As fentanyl crisis evolves, experts say US is still ‘behind the eight ball’

Michael Watkins wipes sweat from his brow as he steps up to a stranger’s door. It’s a scorching day in Dallas, Texas; the sun has been hammering the pavement for hours.
Watkins, a 50-year-old man with glasses, a goatee and a gauge in both earlobes, doesn’t know what to expect beyond the door of the single-storey house. He doesn’t even know if the person on the other side will answer. But these door knocks are a critical part of his job. Within 72 hours of a reported overdose from the dangerous opioid fentanyl, Watkins shows up on a stranger’s doorstep with a brochure full of substance abuse resources and some of the life-saving medication known as Narcan.
He works for the Recovery Resource Council, an addiction treatment nonprofit that’s been tackling the fentanyl crisis in North Texas since it began more than 10 years ago. Their grassroots approach has yielded great results: In 2023, Dallas County — the largest county in North Texas — recorded 280 deaths from fentanyl. Last year, that number was 203.
This is in line with a nationwide decrease in fentanyl overdoses that began several years ago, after the rate of overdose deaths in the United States doubled between 2015 and 2023. However, some show the number of overall overdose deaths once again climbing, as experts warn a disruption in the fentanyl market has been repaired.
Dallas, like all major US cities, has been ravaged by fentanyl overdoses. Because of its relative proximity to the US-Mexico border, and its extensive highway infrastructure, Dallas also has the unfortunate distinction of being a major hub in the drug smuggling routes stretching from Mexico to other major US cities.
Becky Devine, the director of Recovery Resource Council, says her team calls these door-knocks “uninvited interventions”.
“We show up wanting to bridge the gap between where they are in this moment of desperation and isolation to all of the services that are available in our community,” she said.
“The majority of the people we encounter are receptive to us showing up, but they just don’t know what they want yet. We get phone calls weeks, months down the road that say, ‘Hey, I met you on my doorstep six, seven, 10 months ago, and I wasn’t ready then, but I’m ready now.’”
Recently, their work, like the work of similar nonprofits across the country, has been hindered by the administration of US President Donald Trump, just as the country was making consistent progress in the fight against fentanyl.
Despite declaring fentanyl a “weapon of mass destruction”, the Trump administration has slashed hundreds of millions of dollars in addiction services and drug-related research across multiple federal agencies.
Elon Musk’s DOGE team fired a team that rigorously tracked Americans’ drug use for decades, and in January, officials abruptly cancelled roughly $2bn in grants through the Substance Abuse and Mental Health Services Administration (SAMHSA), only to reverse course within days.
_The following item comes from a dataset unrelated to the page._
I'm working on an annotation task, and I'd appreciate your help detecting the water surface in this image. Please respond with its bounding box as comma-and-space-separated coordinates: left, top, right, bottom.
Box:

The whiplash left providers scrambling and deepened uncertainty across the treatment system.
What’s more, in the past year, the Trump administration has reduced SAMHSA’s staff by half. Estimates vary as to how much money in total has been cut from essential treatment programmes, but in late 2025, the health news website STAT reported that at least $1.7bn in block grants for state health departments had been cut, as had about $350m in addiction and overdose prevention funding.
All this comes at a time when the fentanyl threat is evolving, with the market for the chemicals used to manufacture fentanyl largely shifting from China to India.
Chrissie Julianno is the executive director of the Big Cities Health Coalition, which represents health departments in major cities across the US. According to her, the Trump administration has created rampant chaos with far-reaching consequences.
“I think one piece that people don’t necessarily think about is, particularly in large jurisdictions, large counties and large cities, a lot of the dollars that they get from the federal government are then contracted out to community partners,” she said. “It’s not just the health department that can’t do something. It’s not just the health department that’s forced to lay off staff. It’s all of the other pieces that come together in these jurisdictions where there’s partnerships.”